Across cultures, there are different ways man has created systems around how we may leave a legacy through the generations and ways to give our individual lives meaning. Yet one generation passes and the next and the next and in light of eternity, we are but a vapor. Still, I don't think this makes life meaningless at all. As believers, we have the opportunity to be a part of something everlasting. We get to humble ourselves under a greater glory and partner with an eternal picture for the world, and that is the work of God through Jesus Christ.
As Isaiah 40:6-8 states, people will fade away but the Word of God will stand forever.
This means that wherever we have been placed in this world, on the job, at home, in the lab, at our desks, we work in the vein of a greater glory and service than ourselves because apart from this we truly are nothing.
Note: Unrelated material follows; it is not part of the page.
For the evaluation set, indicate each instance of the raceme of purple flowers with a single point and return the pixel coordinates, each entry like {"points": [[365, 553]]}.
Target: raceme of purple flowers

Psychiatrist, author, and concentration camp survivor Viktor Frankl put it this way:
Don't aim at success. The more you aim at it and make it a target, the more you're going to miss it. For success, like happiness, cannot be pursued, it must ensue; and it only does so as the unintended side effect of one's personal dedication to a cause greater than oneself or is the byproduct of one's surrender to a person other than oneself. Happiness must happen, and the same holds for success, you have to let it happen by not caring about it.
I want you to listen to what your conscience commands you to do and go on to carry it out to the best of your knowledge then you will live to see that in the long run, in the long run I say, success will follow you precisely because you had forgotten to think about it.
I confess that I work better this way. When I can get myself out of the way long enough, I can actually commit to the whole-hearted and present, deep work of serving the people who follow my work or who have been placed around me. The more I focus on myself, the more I see my deficits and hear the voice of my doubts. The more I focus on God's greater work and love for His creation the more I see where His grace meets my weakness and realize that all of this isn't relying on my perfection. I'm not God. I'm not the Savior. I'm simply a servant walking in the vein where I feel called and hoping to make some sort of impact along the way that goes beyond myself.
Sometimes we live each day in and out as if we'll keep going forever this way. The sobering reality is that we won't. Yet, the fragility of life is part of what gives meaning to our days. What if we let this lead us into a humble life of greater service beyond ourselves instead?